It didn’t get much attention over the weekend, but, in his interview with “60 Minutes,” President Barack Obama described Osama bin Laden as a leader of a global “jihad.” That’s a word that he and his advisers generally avoid.
“For us to be able to definitively say, ‘We got the man who caused thousands of deaths here in the United States and who had been the rallying point for a violent extremist jihad around the world’ was something that I think all of us were profoundly grateful to be a part of,” Obama said. He didn’t repeat the term during the exchange CBS broadcast Sunday night.
Pundits and journalists frequently refer to bin Laden and his followers as “jihadists,” but Obama and his team have been loathe to use that kind of terminology.
“Nor does President Obama see this challenge as a fight against ‘jihadists,’” Deputy National Security Adviser John Brennan said in an August 2009 speech. “Describing terrorists in this way—using a legitimate term, ‘jihad,’ meaning to purify oneself or to wage a holy struggle for a moral goal—risks giving these murderers the religious legitimacy they desperately seek but in no way deserve. Worse, it risks reinforcing the idea that the United States is somehow at war with Islam itself. And this is why President Obama has confronted this perception directly and forcefully in his speeches to Muslim audiences, declaring that America is not and never will be at war with Islam.”
Brennan made a similar point in a May 2010 address where he said the administration’s policy was not to refer to members of Al Qaeda and related groups as “jihadists” or “Islamists.”
“Jihad is a holy struggle, a legitimate tenet of Islam, meaning to purify oneself or one’s community, and there is nothing holy or legitimate or Islamic about murdering innocent men, women and children,” Brennan said. “Indeed, characterizing our adversaries this way would actually be counterproductive.

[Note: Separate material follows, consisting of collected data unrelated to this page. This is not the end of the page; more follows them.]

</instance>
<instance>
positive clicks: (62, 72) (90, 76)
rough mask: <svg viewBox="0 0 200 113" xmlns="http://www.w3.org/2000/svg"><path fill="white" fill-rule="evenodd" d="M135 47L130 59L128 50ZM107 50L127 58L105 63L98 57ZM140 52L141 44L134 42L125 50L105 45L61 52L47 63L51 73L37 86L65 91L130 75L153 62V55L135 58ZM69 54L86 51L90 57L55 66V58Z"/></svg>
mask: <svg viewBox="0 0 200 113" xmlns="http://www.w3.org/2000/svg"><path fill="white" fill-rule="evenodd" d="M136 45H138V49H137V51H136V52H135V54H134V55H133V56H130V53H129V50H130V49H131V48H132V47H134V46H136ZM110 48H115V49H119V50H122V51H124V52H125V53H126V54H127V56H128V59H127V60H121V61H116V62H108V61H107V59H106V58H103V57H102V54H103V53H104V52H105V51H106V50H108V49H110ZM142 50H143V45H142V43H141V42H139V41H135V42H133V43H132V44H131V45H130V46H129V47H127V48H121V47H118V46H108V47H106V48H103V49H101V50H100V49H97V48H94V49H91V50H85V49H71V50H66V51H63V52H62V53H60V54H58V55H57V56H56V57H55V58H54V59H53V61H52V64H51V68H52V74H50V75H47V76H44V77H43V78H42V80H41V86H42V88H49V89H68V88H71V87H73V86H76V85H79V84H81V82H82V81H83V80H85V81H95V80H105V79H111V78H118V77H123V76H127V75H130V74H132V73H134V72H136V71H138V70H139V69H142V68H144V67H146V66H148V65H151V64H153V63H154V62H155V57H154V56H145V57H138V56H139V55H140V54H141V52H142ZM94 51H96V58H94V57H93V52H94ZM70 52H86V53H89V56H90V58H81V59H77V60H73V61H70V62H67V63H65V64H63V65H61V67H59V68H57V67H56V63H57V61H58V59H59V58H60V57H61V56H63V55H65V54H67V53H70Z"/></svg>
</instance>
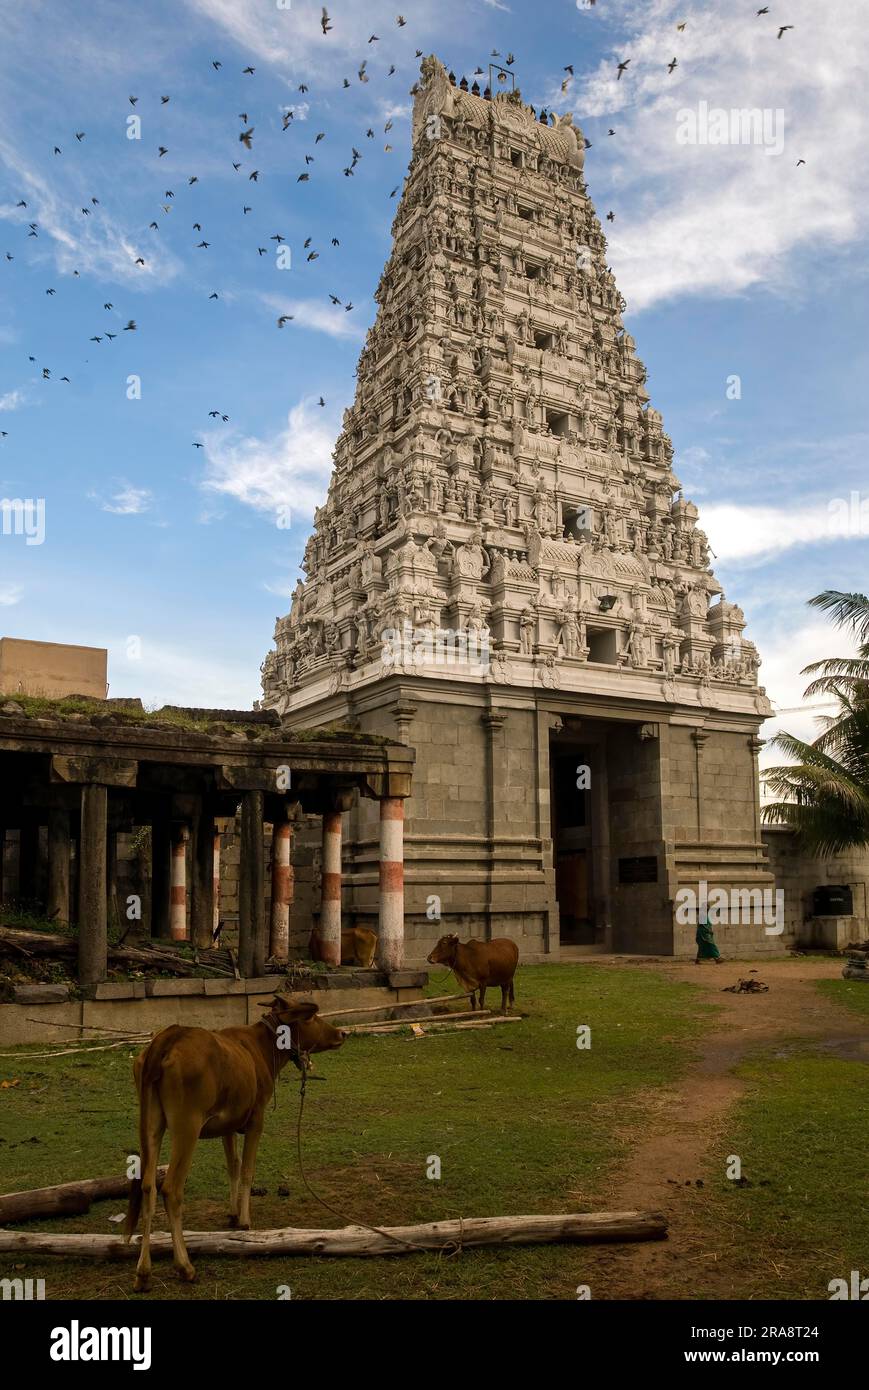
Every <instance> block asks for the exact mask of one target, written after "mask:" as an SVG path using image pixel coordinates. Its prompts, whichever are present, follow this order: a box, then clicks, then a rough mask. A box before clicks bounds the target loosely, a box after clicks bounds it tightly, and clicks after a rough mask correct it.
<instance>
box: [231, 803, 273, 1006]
mask: <svg viewBox="0 0 869 1390" xmlns="http://www.w3.org/2000/svg"><path fill="white" fill-rule="evenodd" d="M264 887H266V855H264V853H263V792H261V791H246V792H245V794H243V796H242V833H241V845H239V867H238V967H239V973H241V974H242V976H243V977H245V979H246V980H249V979H250V977H252V976H256V974H263V970H264V969H266V940H264V934H266V905H264V902H263V894H264Z"/></svg>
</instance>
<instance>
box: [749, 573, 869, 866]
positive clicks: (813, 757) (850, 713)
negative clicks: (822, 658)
mask: <svg viewBox="0 0 869 1390" xmlns="http://www.w3.org/2000/svg"><path fill="white" fill-rule="evenodd" d="M809 603H811V606H812V607H816V609H820V610H822V612H825V613H829V614H830V616H831V619H833V621H834V623H836V626H837V627H843V628H845V630H850V631H851V634H852V635H854V638H855V641H856V644H858V655H856V656H831V657H829V659H827V660H826V662H813V663H812V664H811V666H806V667H805V669H804V671H802V674H804V676H813V677H815V678H813V680H812V681H811V684H809V685H808V687H806V689H805V695H806V698H811V696H813V695H829V696H833V699H834V701H836V702H837V705H838V712H837V713H836V714H831V716H825V717H823V720H822V726H823V728H822V733H820V734H819V737H818V738H816V739H815V741H813V742H812V744H805V742H804V741H802V739H801V738H795V737H794V735H793V734H786V733H781V734H777V735H776V738H773V741H772V746H773V748H779V749H780V751H781V752H783V753H784V755H786V756H787V758H790V759H793V760H791V762H790V763H786V765H783V766H781V767H768V770H766V771H765V774H763V780H765V783H766V787H768V788H769V790H770V791H772V792H773V795H774V796H776V798H779V799H777V801H774V802H772V803H769V805H766V806H765V808H763V820H765V821H773V823H784V824H786V826H790V827H791V828H793V830H794V831H795V833H797V835H798V837H799V841H801V844H802V848H804V849H806V851H808V852H809V853H815V855H833V853H838V852H840V851H843V849H850V848H856V847H862V845H868V844H869V598H866V595H865V594H840V592H837V591H836V589H825V592H823V594H818V595H816V596H815V598H813V599H809Z"/></svg>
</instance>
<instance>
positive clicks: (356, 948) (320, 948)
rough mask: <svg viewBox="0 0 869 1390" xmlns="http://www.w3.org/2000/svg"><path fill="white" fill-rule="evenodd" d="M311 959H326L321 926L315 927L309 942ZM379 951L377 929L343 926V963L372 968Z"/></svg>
mask: <svg viewBox="0 0 869 1390" xmlns="http://www.w3.org/2000/svg"><path fill="white" fill-rule="evenodd" d="M307 949H309V952H310V958H311V960H325V955H324V952H323V937H321V935H320V927H314V929H313V931H311V934H310V940H309V942H307ZM375 951H377V931H371V929H370V927H343V929H342V931H341V963H342V965H359V966H362V969H363V970H370V969H371V966H373V963H374V952H375Z"/></svg>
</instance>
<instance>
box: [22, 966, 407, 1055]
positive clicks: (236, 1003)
mask: <svg viewBox="0 0 869 1390" xmlns="http://www.w3.org/2000/svg"><path fill="white" fill-rule="evenodd" d="M427 981H428V974H427V972H425V970H392V972H382V970H356V969H346V970H345V969H341V970H335V972H330V973H323V974H313V976H306V977H304V979H303V980H300V981H299V984H298V987H296V990H295V991H293V992H296V994H310V995H313V997H314V998H316V999H317V1004H318V1005H320V1012H321V1013H330V1015H332V1013H334V1016H335V1019H338V1020H341V1019H343V1016H345V1012H343V1011H346V1016H348V1017H350V1011H352V1009H359V1008H363V1009H364V1008H378V1012H377V1013H370V1015H366V1019H367V1020H375V1019H378V1017H381V1013H380V1009H382V1016H388V1011H389V1009H391V1008H392V1006H393V1005H395V1004H405V1002H409V1001H412V999H421V998H423V987H424V986H425V984H427ZM289 988H291V980H289V977H285V976H274V974H268V976H259V977H256V979H250V980H197V979H193V980H131V981H118V983H106V984H97V986H96V987H95V990H93V998H88V999H70V1001H68V1002H65V1004H36V1002H28V1004H0V1047H17V1045H18V1044H21V1042H61V1041H67V1042H70V1041H71V1042H76V1041H79V1040H83V1038H88V1037H92V1036H93V1034H95V1031H97V1033H99V1031H106V1033H110V1031H113V1030H117V1031H118V1033H125V1031H129V1033H157V1031H159V1030H160V1029H164V1027H168V1024H170V1023H182V1024H186V1026H189V1027H203V1029H225V1027H234V1026H238V1024H243V1023H256V1022H257V1019H260V1017H261V1011H260V1008H259V1005H260V1002H264V1001H267V999H270V998H271V995H273V994H274V992H275V990H284V991H288V990H289ZM54 1024H63V1026H61V1027H57V1026H54Z"/></svg>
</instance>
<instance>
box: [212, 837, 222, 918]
mask: <svg viewBox="0 0 869 1390" xmlns="http://www.w3.org/2000/svg"><path fill="white" fill-rule="evenodd" d="M213 874H214V891H213V894H211V898H213V902H214V916H213V920H211V940H213V942H214V944H216V945H217V944H218V942H217V929H218V927H220V830H218V828H217V826H216V827H214V869H213Z"/></svg>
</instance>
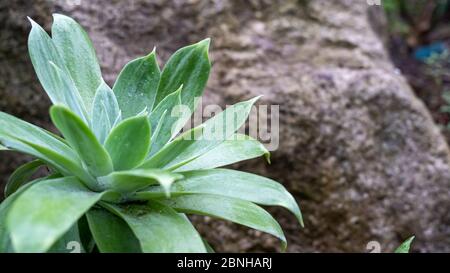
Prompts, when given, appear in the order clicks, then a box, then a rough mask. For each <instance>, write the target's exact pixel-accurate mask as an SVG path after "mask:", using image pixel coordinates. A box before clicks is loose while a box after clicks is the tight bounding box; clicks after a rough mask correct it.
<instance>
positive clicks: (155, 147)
mask: <svg viewBox="0 0 450 273" xmlns="http://www.w3.org/2000/svg"><path fill="white" fill-rule="evenodd" d="M167 113H168V112H167V110H166V111H164V112H163V113H162V115H161V118H160V119H159V121H158V125H156V128H155V129H154V130H153V129H152V137H151V138H150V152H149V153H148V155H147V158H150V157H152V156H153V155H154V154H155V153H156V152H158V151H159V150H161V148H158V146H159V145H158V144H157V143H156V142H157V141H158V138H159V134H163V132H162V130H161V128H162V127H163V124H164V120H165V118H166V116H167V115H168V114H167ZM169 115H170V114H169Z"/></svg>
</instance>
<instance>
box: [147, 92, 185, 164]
mask: <svg viewBox="0 0 450 273" xmlns="http://www.w3.org/2000/svg"><path fill="white" fill-rule="evenodd" d="M182 88H183V87H180V88H178V90H177V91H175V92H174V93H172V94H170V95H168V96H167V97H165V98H164V100H163V101H162V102H161V103H160V104H158V106H157V107H156V108H155V109H154V110H153V111H152V112H151V113H150V115H149V120H150V124H151V126H152V132H155V131H156V129H157V127H158V125H160V128H159V129H158V131H157V134H156V135H155V134H153V135H152V144H151V151H150V155H153V154H155V153H156V152H157V151H159V150H160V149H161V148H162V147H163V146H164V145H165V144H166V143H167V142H169V140H170V139H171V138H172V135H173V134H174V132H173V126H174V125H175V124H176V123H177V121H178V119H179V117H178V116H176V115H175V113H173V112H172V111H176V107H177V106H181V90H182Z"/></svg>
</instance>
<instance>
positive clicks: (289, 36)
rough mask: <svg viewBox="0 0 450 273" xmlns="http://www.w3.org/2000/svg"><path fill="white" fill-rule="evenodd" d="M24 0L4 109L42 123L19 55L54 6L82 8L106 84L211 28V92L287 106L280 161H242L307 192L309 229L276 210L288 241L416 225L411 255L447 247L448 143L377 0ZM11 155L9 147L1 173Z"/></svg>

It would play into the false perception that they are religious leaders defending a holy cause, when in fact they are nothing more than murderers, including the murder of thousands upon thousands of Muslims.”
All of which makes it somewhat odd that Obama would use his first on-air question and answer with CBS’s Steve Kroft to refer to bin Laden as leading a “jihad.”
During his trip to India last year, Obama himself was asked directly about the use of the term “jihad” and “jihadi.”
“The phrase ‘jihad’ has a lot of meanings within Islam and is subject to a lot of different interpretations,” the president said. He went on to talk of isolating “those who have these distorted notions of religious war.”